The littlest of the kids helped pick the berries from our generous neighbor's garden. The corn starch needed for the recipe was borrowed from the neighbor across the street. Each of the kids helped bake it in some way -- cutting strawberries, making the crust, mixing the filling, whipping the cream.
We enjoyed it for snack tonight, piled high with that fresh whipped-up cream. And I felt grateful for the many hands that contributed to its goodness. Amazing even.
Yet I couldn't pick the berries, or make the pie, or even eat it without thinking about the last strawberry pie I made.
It was June 25, 2013.
The day had started with this...
Strawberry picking with all four kids.
By the time we were done picking and loaded back in the van, I was done. With a capital D.O.N.E. It was maybe 10:00 in the morning. It wasn't what had happened at the strawberry farm, but everything surrounding it. We were in the second week of being out of our old house, but not yet in our new one. I had spent many days apart from my husband, solely responsible for the kids in an environment without any routine. I was exhausted. I was emotional. I was anxious about getting to our new home.
And all I wanted to do -- to feel some sense of normalcy -- was to pick strawberries and bake a pie. (I had somewhat reluctantly come to terms with the fact that there was no way, no how, I was going to get to make any jam.)
But a pie. I was determined for a pie.
I called my sister Michele from right there in the parking lot of the strawberry farm, and tried explaining all of this through my sobbing.
Her response: "Bring the kids here. Drive here right now. We will figure it out."
I came to find out later that she couldn't understand a word I was saying. Yet she took on her blubbering sister, with my four over-tired, out-of-routine, no sense of home, been in the van for hours and hours children.

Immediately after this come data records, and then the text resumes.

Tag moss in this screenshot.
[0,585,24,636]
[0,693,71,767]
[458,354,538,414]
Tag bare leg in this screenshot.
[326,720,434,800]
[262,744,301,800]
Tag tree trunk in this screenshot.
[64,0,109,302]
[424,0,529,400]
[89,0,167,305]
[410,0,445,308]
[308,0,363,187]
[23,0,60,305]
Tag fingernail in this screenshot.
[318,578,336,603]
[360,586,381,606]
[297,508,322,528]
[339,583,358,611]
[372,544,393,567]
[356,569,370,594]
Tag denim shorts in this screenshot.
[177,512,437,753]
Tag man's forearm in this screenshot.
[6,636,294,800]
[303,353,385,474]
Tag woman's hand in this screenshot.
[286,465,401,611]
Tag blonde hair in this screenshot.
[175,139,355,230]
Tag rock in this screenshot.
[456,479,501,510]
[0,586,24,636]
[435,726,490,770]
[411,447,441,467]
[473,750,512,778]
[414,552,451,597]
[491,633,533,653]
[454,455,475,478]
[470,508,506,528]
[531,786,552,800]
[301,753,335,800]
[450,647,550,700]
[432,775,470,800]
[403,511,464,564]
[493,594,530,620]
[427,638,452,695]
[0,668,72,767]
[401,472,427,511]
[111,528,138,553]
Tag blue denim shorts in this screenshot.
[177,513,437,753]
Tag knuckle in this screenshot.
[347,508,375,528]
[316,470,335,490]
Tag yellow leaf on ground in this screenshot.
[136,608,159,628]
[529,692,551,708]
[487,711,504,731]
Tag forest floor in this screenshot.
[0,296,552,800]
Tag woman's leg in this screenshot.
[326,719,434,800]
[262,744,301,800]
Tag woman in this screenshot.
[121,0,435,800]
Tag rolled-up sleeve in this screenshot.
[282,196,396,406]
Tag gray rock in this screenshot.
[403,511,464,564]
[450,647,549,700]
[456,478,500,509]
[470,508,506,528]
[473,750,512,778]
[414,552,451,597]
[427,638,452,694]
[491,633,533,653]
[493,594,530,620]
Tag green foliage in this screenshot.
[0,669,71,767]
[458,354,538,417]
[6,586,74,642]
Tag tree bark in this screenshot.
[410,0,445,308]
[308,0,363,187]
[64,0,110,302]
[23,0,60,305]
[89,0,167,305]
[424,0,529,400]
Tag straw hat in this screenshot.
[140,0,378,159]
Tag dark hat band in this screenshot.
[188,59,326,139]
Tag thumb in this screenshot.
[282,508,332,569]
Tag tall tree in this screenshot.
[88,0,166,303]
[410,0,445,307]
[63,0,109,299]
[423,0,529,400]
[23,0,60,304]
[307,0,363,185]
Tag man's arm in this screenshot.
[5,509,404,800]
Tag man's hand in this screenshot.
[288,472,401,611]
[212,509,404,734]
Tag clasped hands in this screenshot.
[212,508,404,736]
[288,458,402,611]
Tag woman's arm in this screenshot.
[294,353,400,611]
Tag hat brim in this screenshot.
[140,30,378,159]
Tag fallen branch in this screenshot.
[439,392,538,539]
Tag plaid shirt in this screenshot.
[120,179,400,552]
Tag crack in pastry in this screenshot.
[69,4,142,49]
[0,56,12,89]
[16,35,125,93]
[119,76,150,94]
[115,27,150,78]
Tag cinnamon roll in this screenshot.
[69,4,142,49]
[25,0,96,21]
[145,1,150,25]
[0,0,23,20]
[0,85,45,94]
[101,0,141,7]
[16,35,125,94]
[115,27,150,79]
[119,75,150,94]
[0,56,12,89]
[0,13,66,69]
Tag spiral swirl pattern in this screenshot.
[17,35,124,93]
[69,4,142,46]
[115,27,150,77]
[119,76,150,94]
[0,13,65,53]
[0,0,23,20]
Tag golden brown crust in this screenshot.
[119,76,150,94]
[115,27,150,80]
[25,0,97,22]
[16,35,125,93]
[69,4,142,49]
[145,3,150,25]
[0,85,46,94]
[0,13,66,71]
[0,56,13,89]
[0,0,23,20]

She amended her afternoon plans to include me. She rallied her kids - my dear nieces and nephew - to be in charge of their cousins for the day.
I borrowed a sun dress and shoes, and off we went for several hours. A lunch with our sister Danielle. Followed by a behind the scenes tour of a nearby theater at which Danielle was performing.
We laughed. I cried. It was wonderful.
That night, I made a strawberry pie. I used the berries my littles had picked that morning. I borrowed a pan and all of the other ingredients from my sister. She wrote down the recipe for me. It baked in the oven of a house that other friends generously opened to us for several weeks as we were in between homes.
That pie I made on June 25 of last year, and we ate for breakfast on June 26, tasted amazing.
Amazing with generosity. Amazing with gratitude. Amazing with humility.
I thought of all of this as I ate today's pie. The pie many hands contributed to on June 12, 2014. And I cried. Even a year later, I feel very deeply how hard that time had been. And how important it was that people were there. And still are, in so many ways.
I've tried to be like that - to be there - in this new house, in this new community.
Maybe that's what it's all about. Being good to each other. Not always understanding the words being blubbered, but knowing what is being said. Inviting them over, without their having to ask. Being very good, when it is most needed.
With extra whipped cream on top, thank you.